Segala tuduhan ini diteriakkan serempak. Sebagian dari saksi-saksi berdiri di hadapan Yesus, mereka menghina-Nya sementara berbicara dengan gerakkan tubuh yang mengejek. Para prajurit pembantu bertindak lebih jauh, bahkan dengan menyerang-Nya seraya berkata, “Berbicaralah, mengapa Engkau tidak menjawab?” Hanas dan para pengikutnya menambahkan olok-olok untuk mengejek-Nya. Setiap kali terdapat jeda dalam tuduhan-tuduhan itu mereka berteriak, “Jadi, ini ajaran-Mu, bukan begitu? Apa jawab-Mu tentang hal ini? Keluarkan titah-Mu, Raja agung, utusan Allah, buktikan perutusan-Mu.” “Siapakah Engkau?” lanjut Hanas dengan nada mencemooh, “siapakah yang telah mengutus-Mu? Adakah Engkau putera seorang tukang kayu dusun, atau adakah Engkau Elia, yang diangkat ke surga dalam kereta berapi? Katanya ia masih hidup, dan aku dengar Engkau dapat membuat DiriMu Sendiri kasat mata apabila Engkau menghendakinya. Mungkinkah Engkau Nabi Maleakhi, yang perkataannya kerap Engkau kutip? Beberapa orang mengatakan bahwa bapanya adalah seorang malaikat dan bahwa ia juga masih hidup. Seorang penipu ulung seperti Engkau pastilah tak memiliki kesempatan yang lebih baik dalam mengelabui orang selain dari menyamar sebagai nabi ini. Katakan tanpa berbelit-belit lagi, dari kerajaan manakah Engkau berasal? Engkau lebih besar dari Salomo - setidak-tidaknya Engkau berpura-pura demikian, dan Engkau bahkan ingin orang percaya akan hal itu. Tenanglah, aku tak akan lagi menolak gelar dan lambang kekuasaan-Mu itu, yang memang amat tepat untuk-Mu.”

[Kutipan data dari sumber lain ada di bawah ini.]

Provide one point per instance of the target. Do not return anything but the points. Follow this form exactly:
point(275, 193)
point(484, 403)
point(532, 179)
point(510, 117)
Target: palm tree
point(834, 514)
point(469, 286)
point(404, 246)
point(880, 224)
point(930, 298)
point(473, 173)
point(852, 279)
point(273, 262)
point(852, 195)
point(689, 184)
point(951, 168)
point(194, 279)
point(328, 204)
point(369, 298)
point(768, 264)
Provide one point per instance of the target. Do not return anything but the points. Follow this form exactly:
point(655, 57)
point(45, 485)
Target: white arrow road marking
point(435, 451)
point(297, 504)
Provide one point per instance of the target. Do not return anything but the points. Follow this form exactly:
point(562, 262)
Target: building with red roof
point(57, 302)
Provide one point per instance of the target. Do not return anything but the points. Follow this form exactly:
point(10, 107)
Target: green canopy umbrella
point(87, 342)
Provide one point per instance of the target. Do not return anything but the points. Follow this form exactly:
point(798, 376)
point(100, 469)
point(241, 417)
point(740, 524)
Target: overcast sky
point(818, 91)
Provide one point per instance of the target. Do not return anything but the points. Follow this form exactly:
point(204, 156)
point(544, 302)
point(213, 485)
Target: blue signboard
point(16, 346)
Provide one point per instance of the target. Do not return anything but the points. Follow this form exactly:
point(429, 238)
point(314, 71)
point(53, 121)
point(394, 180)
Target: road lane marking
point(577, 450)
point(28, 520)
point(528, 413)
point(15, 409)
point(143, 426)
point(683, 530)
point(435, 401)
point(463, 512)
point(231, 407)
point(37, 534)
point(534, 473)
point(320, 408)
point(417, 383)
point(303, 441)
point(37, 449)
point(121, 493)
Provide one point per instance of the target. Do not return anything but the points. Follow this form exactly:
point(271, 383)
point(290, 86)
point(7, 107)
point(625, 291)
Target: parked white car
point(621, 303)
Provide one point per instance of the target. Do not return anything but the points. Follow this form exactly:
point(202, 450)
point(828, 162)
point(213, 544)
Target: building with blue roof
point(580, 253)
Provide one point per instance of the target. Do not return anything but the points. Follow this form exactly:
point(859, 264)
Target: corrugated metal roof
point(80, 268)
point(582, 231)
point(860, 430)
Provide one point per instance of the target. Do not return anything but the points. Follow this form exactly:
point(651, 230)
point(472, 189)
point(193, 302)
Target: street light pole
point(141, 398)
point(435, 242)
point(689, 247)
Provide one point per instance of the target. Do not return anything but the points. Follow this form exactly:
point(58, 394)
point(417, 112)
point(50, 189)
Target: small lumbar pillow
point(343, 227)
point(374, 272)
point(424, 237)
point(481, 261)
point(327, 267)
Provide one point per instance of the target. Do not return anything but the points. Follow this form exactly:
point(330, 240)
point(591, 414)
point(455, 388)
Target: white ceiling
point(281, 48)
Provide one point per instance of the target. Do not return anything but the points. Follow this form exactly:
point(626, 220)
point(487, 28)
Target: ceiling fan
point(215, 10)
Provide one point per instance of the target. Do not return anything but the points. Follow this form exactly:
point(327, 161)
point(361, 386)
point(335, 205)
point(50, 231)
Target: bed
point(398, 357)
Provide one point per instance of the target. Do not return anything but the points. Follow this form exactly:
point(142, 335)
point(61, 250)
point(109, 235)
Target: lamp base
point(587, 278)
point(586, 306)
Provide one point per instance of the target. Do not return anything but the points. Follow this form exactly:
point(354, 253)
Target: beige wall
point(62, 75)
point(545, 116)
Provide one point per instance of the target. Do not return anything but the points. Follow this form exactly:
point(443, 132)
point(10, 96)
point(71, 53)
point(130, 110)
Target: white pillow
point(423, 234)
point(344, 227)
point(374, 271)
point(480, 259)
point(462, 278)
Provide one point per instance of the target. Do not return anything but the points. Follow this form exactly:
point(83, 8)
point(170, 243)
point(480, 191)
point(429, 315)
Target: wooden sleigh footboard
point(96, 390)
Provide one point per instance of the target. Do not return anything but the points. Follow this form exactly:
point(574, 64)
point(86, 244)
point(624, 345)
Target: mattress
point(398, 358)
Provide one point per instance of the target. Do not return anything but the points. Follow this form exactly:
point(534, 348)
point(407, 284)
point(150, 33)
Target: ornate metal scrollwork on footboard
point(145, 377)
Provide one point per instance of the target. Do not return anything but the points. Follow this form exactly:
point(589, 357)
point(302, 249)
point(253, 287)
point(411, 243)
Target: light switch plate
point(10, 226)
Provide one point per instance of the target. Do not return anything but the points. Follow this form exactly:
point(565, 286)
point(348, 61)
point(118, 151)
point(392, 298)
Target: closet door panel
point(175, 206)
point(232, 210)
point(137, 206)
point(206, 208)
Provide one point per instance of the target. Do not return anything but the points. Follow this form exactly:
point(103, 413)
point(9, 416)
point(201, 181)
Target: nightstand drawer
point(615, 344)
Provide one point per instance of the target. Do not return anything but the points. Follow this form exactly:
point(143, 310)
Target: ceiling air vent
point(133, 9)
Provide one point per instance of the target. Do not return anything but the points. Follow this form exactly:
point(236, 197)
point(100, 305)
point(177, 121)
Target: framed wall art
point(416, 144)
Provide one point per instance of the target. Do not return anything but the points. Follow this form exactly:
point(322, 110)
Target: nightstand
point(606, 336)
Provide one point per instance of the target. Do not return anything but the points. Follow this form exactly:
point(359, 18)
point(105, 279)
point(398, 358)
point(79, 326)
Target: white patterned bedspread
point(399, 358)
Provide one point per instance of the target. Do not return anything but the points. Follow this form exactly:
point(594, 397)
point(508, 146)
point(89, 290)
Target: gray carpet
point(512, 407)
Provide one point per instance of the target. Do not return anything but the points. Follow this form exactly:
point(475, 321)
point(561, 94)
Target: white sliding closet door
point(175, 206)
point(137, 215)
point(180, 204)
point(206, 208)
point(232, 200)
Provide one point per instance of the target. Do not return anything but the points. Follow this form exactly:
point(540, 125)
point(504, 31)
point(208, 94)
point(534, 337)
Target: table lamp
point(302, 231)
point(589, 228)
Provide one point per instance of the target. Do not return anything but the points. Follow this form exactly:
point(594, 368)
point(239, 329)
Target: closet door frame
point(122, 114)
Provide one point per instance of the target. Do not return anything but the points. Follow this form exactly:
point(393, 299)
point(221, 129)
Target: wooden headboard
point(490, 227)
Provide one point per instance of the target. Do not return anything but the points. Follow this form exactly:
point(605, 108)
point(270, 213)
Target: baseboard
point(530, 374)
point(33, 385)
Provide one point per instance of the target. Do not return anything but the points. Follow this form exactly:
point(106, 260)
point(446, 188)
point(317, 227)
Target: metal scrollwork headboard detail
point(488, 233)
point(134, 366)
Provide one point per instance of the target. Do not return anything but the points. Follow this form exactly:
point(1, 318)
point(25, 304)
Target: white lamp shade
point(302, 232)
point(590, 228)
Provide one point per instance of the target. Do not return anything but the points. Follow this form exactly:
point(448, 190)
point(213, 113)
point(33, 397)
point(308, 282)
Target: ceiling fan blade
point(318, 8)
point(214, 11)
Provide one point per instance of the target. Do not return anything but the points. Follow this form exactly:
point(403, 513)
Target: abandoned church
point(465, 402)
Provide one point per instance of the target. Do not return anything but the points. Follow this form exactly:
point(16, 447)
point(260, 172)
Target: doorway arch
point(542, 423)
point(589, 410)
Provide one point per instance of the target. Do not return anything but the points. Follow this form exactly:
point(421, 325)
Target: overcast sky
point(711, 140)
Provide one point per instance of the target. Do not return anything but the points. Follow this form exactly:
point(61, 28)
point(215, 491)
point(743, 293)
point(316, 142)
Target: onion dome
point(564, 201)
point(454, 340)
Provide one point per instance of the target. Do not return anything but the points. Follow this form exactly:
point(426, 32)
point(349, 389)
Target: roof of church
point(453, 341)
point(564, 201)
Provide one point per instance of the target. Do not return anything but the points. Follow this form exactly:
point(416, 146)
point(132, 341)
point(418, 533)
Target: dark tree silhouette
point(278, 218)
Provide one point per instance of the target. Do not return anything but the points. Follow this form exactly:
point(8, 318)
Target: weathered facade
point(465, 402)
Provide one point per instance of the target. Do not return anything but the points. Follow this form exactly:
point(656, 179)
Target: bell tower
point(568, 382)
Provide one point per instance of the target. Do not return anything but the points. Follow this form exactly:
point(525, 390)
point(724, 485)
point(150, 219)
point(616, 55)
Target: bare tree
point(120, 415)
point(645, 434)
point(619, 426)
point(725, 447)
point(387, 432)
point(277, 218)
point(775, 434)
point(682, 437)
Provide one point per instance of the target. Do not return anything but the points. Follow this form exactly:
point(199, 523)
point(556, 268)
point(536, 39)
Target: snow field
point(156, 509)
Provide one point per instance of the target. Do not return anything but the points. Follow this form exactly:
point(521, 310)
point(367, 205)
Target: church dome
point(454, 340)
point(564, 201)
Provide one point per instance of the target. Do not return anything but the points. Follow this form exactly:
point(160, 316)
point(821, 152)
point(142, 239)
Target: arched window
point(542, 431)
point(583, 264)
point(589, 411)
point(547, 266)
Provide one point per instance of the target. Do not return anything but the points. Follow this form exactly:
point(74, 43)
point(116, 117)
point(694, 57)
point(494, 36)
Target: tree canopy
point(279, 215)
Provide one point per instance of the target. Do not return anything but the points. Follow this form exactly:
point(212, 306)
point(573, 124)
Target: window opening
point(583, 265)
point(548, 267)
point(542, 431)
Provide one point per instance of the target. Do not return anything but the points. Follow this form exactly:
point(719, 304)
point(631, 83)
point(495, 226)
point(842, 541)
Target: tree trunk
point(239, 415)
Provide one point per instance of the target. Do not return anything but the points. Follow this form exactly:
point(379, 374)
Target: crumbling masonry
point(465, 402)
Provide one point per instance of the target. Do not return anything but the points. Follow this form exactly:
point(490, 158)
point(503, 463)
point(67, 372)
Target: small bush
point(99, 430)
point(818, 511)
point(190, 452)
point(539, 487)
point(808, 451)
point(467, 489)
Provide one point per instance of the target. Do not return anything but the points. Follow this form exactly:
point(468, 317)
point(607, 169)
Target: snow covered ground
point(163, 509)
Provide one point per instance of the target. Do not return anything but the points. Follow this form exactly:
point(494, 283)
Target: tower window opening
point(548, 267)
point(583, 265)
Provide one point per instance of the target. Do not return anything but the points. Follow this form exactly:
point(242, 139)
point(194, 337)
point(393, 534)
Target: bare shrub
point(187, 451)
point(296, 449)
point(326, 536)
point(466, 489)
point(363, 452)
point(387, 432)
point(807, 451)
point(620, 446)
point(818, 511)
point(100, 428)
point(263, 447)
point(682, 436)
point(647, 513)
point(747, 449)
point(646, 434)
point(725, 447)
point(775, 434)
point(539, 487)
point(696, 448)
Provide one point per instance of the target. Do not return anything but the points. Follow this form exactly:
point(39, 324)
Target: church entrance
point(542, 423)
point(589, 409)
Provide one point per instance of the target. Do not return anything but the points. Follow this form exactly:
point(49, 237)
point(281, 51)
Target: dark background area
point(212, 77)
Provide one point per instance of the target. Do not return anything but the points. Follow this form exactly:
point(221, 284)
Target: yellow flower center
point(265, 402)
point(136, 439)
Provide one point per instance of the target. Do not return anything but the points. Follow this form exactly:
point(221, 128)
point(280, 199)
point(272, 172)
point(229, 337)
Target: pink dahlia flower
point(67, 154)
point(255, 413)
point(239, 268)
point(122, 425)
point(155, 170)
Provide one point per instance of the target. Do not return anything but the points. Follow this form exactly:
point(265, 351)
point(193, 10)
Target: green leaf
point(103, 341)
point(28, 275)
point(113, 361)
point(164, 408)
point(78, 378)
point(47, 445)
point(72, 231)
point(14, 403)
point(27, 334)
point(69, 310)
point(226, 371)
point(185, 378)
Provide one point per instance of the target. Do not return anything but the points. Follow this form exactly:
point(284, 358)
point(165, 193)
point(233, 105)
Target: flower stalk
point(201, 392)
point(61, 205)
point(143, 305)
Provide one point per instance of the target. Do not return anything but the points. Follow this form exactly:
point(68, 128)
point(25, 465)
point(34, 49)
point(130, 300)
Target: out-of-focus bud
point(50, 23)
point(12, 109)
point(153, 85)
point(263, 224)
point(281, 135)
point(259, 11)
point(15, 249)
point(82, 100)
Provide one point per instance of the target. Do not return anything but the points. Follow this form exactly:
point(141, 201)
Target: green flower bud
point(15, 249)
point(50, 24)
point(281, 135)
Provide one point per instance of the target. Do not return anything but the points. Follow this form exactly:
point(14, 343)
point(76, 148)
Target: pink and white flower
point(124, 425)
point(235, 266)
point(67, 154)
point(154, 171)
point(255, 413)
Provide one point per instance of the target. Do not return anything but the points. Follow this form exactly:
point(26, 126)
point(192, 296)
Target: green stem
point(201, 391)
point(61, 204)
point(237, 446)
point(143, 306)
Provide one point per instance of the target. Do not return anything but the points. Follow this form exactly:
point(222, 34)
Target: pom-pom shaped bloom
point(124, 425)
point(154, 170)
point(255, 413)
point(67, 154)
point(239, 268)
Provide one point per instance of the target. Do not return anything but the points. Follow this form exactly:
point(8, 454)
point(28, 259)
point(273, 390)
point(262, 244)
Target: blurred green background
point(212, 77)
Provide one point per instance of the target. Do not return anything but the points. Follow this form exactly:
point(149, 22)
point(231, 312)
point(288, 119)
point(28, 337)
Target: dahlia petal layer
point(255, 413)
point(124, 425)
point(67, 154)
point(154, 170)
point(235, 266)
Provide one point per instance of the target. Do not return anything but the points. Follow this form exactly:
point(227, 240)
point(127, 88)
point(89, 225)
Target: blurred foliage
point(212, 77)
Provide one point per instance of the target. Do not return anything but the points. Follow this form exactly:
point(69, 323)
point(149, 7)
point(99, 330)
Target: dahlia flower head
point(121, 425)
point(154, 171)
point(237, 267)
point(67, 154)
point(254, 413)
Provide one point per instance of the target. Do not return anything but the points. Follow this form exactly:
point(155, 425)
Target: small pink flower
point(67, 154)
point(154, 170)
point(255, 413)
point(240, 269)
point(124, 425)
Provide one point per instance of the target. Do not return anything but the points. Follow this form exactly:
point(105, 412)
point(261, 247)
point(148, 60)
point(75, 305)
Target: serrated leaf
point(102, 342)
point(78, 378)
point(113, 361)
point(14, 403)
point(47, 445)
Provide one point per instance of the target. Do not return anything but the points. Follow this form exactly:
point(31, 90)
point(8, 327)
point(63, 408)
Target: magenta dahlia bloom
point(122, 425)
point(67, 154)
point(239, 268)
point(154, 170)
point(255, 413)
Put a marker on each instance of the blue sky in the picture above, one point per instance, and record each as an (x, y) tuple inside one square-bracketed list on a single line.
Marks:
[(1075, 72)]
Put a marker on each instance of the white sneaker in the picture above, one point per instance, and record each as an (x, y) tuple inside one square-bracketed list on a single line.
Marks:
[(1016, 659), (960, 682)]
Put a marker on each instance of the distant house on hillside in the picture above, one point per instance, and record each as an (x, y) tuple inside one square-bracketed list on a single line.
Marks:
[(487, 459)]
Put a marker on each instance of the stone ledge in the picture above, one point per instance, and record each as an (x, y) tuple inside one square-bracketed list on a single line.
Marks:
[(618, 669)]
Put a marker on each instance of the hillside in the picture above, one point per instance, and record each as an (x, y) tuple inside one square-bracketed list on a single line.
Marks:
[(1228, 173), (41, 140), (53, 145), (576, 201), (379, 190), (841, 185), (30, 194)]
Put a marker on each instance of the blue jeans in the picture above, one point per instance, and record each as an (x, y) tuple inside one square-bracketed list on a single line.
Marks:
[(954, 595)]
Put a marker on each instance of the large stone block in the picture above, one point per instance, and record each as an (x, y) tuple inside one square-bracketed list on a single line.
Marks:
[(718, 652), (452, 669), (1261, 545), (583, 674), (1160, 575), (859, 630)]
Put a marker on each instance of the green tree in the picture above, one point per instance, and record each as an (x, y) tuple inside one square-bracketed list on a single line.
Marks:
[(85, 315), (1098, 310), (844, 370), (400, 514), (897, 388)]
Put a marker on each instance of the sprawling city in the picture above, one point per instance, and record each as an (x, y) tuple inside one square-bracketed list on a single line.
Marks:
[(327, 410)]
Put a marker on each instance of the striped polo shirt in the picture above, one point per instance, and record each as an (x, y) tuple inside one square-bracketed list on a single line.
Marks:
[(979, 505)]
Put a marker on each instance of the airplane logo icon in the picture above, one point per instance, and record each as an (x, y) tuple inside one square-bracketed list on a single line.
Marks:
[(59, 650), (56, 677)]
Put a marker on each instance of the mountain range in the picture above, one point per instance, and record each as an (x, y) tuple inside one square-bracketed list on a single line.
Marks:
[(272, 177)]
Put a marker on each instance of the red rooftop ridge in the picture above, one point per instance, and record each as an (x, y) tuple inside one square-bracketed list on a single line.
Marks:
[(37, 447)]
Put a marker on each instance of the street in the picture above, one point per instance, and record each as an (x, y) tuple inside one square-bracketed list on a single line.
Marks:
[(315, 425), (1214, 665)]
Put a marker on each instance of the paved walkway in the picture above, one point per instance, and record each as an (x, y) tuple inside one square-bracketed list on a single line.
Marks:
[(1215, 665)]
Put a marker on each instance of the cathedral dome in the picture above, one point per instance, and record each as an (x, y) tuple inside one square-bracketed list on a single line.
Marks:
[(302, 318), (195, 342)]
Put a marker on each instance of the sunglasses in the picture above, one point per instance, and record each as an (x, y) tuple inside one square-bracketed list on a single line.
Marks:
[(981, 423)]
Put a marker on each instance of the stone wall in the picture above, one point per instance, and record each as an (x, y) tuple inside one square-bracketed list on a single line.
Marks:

Hanas kemudian meminta selembar perkamen, kira-kira satu yard panjangnya (± 91 cm) dan enam inci lebarnya (± 15 cm). Di atasnya ia menulis serangkaian kata-kata dalam huruf-huruf yang besar. Setiap kata mewakili tuduhan-tuduhan berbeda yang diajukan terhadap Kristus. Lalu, ia menggulungnya, memasukkannya ke dalam sebuah tabung kecil yang kosong, menutupnya dengan cermat, menyerahkan tabung itu kepada Yesus seraya menyeringai lebar, “Lihatlah tongkat lambang kerajaan-Mu. Di dalamnya terdapat gelar-gelar-Mu, catatan kehormatan yang berhak Engkau peroleh, dan juga hak-Mu atas tahta. Bawalah ini kepada imam besar, agar ia dapat mengenali martabat kebangsawanan-Mu dan memperlakukan Engkau sesuai martabat-Mu. Ikatlah tangan raja ini, dan bawalah Dia ke hadapan imam besar.”
Kedua tangan Yesus, yang tadi telah dilepaskan dari ikatan, sekarang diikat menyilang di dada-Nya begitu rupa agar Ia dapat membawa tongkat kekuasaan olok-olok yang berisi tuduhan-tuduhan Hanas. Yesus digiring ke Pengadilan Kayafas, di tengah segala makian, teriak, dan pukulan bertubi-tubi yang dilancarkan ke tubuh-Nya oleh khalayak ramai yang brutal.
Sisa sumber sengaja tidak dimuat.